Ona’s furious expression returned.
“But, Ona…,” I hesitated, “Dr. Torrent didn’t do anything other than offer Daniel a unique opportunity. Imagine if she had offered it to someone else! I don’t understand why it bothers you so much that she thought of Daniel for something so important.”
“Marta Torrent only offered Daniel the hard work of the project!” my sister-in-law said, irritated. “Your brother was very clear on that, he knew from the beginning that she would exploit him, and that later, when it came time for recognition and academic merits, he wouldn’t even get a thank you. It’s always like that, Arnau! He was killing himself working outside of class time so that she could receive, comfortably seated in her position as head of department, updates on the progress he was making.”
I was somewhat surprised by that energetic response. Things must be very bad at the university for Ona to express herself like that. Normally my sister-in-law was an agreeable and mellow young woman. It’s not that I hadn’t heard of the abuses that went on in the departments, but I never would have suspected that my own brother was one of those poor unfortunates being leached off of by his superiors. Still, it was the manner and not the meaning of Ona’s words that shocked me.
Daniel, probably incited by the tone of our conversation, suddenly became violently agitated and began to tirelessly repeat the word which, that night, had obsessed him:
“
Lawt’ata, lawt’ata, lawt’ata
….”
“There’s still one more thing I don’t understand, Ona,” I mentioned thoughtfully. “If Quechua was the official language of the Incan Empire and the
quipu
of Naples also came with the key in Quechua, why did Daniel abandon the study of that language in order to devote himself completely to Aymara?”

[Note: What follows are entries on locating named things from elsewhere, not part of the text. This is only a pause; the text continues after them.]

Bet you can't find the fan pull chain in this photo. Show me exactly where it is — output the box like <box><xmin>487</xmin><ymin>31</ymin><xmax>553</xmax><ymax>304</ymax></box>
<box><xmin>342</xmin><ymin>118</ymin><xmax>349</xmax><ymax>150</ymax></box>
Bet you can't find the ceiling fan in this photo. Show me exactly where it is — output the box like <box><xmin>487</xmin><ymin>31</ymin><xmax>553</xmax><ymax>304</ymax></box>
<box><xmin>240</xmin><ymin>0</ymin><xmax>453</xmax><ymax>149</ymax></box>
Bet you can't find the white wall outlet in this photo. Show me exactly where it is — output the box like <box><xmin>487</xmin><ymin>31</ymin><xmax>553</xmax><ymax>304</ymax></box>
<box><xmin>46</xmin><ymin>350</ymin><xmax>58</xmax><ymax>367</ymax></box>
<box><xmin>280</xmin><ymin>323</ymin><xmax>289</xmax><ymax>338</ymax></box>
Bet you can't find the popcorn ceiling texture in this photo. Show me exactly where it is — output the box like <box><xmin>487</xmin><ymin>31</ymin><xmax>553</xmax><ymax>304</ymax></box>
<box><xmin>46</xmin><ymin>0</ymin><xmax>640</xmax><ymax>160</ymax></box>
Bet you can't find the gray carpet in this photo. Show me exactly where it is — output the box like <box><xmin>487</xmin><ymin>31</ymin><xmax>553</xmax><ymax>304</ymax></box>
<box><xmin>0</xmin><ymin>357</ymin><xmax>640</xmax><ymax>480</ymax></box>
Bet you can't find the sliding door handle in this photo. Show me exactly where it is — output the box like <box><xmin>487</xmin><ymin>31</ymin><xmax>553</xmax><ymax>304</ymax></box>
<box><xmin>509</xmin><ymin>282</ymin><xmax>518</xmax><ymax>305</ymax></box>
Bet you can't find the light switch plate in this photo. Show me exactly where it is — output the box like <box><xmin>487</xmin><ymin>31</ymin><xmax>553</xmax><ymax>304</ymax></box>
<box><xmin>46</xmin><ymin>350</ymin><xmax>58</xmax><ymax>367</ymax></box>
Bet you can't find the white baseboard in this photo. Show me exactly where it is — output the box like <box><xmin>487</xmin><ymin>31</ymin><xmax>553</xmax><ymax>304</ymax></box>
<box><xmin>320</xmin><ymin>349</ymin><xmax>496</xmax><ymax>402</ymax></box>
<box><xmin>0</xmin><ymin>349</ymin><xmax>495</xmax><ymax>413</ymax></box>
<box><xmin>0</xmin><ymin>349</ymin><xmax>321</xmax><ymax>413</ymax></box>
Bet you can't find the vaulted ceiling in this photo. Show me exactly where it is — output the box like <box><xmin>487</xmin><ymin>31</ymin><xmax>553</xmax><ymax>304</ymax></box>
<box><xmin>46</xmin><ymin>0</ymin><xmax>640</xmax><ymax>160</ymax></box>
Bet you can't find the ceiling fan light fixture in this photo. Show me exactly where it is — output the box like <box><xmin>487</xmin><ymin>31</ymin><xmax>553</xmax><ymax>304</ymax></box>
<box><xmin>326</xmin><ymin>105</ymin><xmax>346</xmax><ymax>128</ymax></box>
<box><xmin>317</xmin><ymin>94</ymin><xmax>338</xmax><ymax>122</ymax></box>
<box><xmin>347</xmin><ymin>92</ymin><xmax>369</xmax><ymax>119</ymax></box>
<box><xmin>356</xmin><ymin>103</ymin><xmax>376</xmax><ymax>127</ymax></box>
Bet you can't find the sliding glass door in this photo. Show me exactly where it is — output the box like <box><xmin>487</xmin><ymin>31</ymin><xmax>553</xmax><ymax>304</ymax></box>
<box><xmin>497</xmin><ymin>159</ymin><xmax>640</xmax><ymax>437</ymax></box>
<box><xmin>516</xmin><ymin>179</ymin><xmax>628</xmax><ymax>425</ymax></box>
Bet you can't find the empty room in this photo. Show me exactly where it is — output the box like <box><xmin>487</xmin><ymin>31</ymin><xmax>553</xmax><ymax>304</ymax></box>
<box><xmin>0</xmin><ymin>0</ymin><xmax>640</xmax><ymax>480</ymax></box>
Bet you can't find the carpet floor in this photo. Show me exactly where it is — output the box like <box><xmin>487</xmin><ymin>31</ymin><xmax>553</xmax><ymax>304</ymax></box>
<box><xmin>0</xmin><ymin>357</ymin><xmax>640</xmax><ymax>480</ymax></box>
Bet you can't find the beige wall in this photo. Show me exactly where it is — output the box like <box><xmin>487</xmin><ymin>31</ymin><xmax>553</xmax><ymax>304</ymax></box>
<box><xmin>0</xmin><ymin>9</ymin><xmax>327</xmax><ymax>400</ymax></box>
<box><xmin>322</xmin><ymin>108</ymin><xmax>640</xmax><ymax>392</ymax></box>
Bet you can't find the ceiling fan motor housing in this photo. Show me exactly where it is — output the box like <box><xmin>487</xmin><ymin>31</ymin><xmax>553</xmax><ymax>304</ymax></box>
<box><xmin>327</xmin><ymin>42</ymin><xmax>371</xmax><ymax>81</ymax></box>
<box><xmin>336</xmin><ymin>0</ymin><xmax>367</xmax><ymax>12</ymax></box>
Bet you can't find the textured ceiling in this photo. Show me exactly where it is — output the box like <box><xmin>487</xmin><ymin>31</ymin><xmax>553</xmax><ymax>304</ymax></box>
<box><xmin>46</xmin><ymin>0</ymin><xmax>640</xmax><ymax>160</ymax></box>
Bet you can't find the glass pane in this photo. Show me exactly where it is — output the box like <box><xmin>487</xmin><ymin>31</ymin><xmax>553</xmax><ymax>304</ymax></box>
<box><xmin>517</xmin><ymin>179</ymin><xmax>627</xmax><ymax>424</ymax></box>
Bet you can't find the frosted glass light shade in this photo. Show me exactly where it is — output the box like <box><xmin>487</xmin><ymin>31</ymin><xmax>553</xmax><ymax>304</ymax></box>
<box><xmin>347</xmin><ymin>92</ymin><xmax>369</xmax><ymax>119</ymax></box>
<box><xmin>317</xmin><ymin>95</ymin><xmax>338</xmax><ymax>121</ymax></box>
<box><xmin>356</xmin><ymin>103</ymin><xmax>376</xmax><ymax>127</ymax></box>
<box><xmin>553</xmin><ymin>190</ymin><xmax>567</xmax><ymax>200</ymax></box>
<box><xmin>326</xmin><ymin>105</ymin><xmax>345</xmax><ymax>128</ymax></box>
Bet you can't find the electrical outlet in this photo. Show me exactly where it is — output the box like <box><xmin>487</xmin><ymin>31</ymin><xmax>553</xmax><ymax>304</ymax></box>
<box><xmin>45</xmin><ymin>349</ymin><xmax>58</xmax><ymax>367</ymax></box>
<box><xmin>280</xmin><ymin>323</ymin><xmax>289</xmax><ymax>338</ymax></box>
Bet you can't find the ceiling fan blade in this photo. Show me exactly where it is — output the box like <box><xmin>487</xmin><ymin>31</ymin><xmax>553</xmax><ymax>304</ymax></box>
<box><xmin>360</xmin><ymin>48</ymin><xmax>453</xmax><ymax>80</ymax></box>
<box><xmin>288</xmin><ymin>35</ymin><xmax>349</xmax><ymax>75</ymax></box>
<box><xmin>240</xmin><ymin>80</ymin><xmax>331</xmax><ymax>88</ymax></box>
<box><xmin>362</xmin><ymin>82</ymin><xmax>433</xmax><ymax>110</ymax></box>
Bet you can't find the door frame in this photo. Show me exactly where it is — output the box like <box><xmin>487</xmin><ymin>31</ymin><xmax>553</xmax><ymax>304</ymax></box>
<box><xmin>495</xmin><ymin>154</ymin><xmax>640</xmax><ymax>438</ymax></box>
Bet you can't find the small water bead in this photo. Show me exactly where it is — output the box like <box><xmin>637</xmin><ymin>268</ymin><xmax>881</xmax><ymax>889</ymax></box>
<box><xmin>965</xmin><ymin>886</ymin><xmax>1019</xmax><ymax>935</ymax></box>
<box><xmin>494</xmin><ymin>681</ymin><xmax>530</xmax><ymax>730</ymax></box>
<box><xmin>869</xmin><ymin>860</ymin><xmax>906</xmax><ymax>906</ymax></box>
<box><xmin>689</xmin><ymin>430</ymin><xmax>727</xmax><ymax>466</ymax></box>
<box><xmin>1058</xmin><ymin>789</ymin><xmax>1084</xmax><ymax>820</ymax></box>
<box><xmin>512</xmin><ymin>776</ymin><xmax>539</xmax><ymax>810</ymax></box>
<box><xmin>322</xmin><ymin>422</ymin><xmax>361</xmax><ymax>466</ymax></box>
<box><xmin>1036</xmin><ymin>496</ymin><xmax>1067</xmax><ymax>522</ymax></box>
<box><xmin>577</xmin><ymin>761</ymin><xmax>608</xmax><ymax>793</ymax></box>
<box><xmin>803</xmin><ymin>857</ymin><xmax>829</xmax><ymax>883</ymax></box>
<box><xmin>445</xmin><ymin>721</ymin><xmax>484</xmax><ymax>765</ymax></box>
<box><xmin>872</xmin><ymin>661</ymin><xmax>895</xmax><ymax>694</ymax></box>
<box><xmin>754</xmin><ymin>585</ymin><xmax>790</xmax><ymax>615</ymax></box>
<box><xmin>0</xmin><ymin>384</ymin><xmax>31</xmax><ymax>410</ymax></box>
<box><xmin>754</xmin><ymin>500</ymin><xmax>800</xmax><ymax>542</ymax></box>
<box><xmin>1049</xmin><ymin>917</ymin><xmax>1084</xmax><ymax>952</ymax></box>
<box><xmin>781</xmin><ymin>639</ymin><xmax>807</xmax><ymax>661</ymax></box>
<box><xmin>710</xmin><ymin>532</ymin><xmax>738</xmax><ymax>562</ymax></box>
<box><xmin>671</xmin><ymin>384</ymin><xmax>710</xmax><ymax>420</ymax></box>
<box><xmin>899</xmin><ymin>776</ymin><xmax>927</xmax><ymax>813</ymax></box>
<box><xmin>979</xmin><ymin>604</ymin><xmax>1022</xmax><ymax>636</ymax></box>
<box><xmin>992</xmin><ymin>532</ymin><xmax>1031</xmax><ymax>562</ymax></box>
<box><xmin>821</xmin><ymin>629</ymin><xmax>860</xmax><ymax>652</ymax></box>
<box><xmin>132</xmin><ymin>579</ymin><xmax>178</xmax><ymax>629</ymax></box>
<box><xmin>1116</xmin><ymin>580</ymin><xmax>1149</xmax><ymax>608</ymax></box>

My sister-in-law arched her eyebrows and looked at me with very wide, disconcerted eyes.
“I don’t know,” she declared at last, in a dispirited voice. “Daniel didn’t explain it to me. He only told me that he had to focus on Aymara because he was sure that’s where he would find the solution.”
“The solution to what?” I objected, “To the
quipus
in Quechua?”
“I don’t know, Arnau,” she repeated. “I just now realized.”
When I was writing the code for some application, as simple as it might be, I never made the mistake of supposing that among the thousands of lines I was leaving in my wake, there was no hidden fatal mistake that would impede the function of the program on the first try. After the effort of conceiving the project and developing it over a period of weeks or months, the hardest and most passionate work still remained: the desperate search for those imperceptible structural failures that ruined the immense, expensively-erected building. Nevertheless, I never faced the
code empty-handed since while I wrote routines and algorithms, a sixth sense kept me aware of where those dark areas were that probably would later be the source of all problems. And I never doubted the truth of those intuitions. When, upon finishing a program, I applied the compiler to test the function, it always ended up confirming the connection between the final errors and those dark areas. Looking for them and finding them was much more interesting than correcting them, because correcting was something simple and mechanical, while discovering the problem, chasing after it, following a feeling or a suspicion, had its element of the heroic, of Ulysses trying to get to Ithaca.